TÜRKİYE-AVRASYA İLİŞKİLERİ AÇISINDAN 15 TEMMUZ’UN ÖNEMİ – Prof. Dr. Alexandr Dugin

0
47

Prof. Dr. Alexandr Dugin [1]

Türkiye’nin egemenliği, kimliği, özgürlüğü ve bağımsızlığı ile Türk halkının şerefini savunurken 15 Temmuz 2016’da şehit düşen tüm kahramanların aziz hatırasını hürmetle yad ediyorum. Eminim ki Türk milletinin fedakarlığı olmasaydı bugün Türkiye var olmayacaktı.

Bu olay, rejim değişikliğine ilişkin klasik bir vakadan ibaret değildi. Türkiye için adeta varoluşsal bir mücadeleydi. Bildiğim kadarıyla darbe başarılı olsaydı, Türkiye ve sınır ötesindeki Kürtler bir sonraki adımı atmaya hazırdı. Türkiye, kanlı bir iç savaşın içine sürüklenerek yeni bir Irak, Libya veya Suriye’ye dönüşebilirdi. Hayatlarını feda eden insanlar Erdoğan için değil, Türk halkının şerefi uğruna can vermişlerdir.

Bu fedakarlıklar sayesindedir ki bugün sizlerle bağımsız, güçlü, özgür ve istikrarlı bir Türkiye’de bir araya gelebiliyoruz.
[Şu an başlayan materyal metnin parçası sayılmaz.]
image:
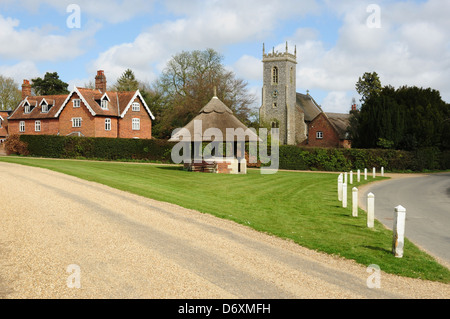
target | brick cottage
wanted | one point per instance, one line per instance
(83, 112)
Bazılarının bu darbeyi adlandırırken kullandığı ve benim de çok sevdiğim “post-modern darbe” ifadesini vurgulamak isterim. 15 Temmuz 2016 darbesinin, Türkiye’de gerçekleşen daha evvelki darbelerden doğası gereği oldukça farklı olduğu kanaatindeyim. 1960, 1970, 1980 ve 1997 yıllarında gerçekleşen daha evvelki darbeler Kemalist darbelerdi. En azından görünüşte, Türkiye’de istikrarı yeniden tesis etmek, ülkenin bağımsızlığını muhafaza etmek ve demokrasiye bir tehdit olarak gösterilen siyasi kargaşaya çözüm bulmak için gerçekleştirildiler. Bu darbeler demokratik değildi, ancak esas olarak vatanperver darbelerdi. Kendilerini Kemalist Türkiye’nin ve Türk mirasının muhafızları olarak telakki etmiş vatanperver askeri gruplara ilişkin bir yapıyı ifade etmek için, “Derin Devlet” kavramını kullanma nedenimiz de buna dayanır. Zira bu “Derin Devlet” e göre, bağımsızlık ve egemenlik diğer siyasi çıkarların hepsinden önemliydi. Derin Devlet Türk kimliğine yönelik bir tehdidin varlığını hissettiğinde demokratik kuralları askıya alarak tepki gösterdi.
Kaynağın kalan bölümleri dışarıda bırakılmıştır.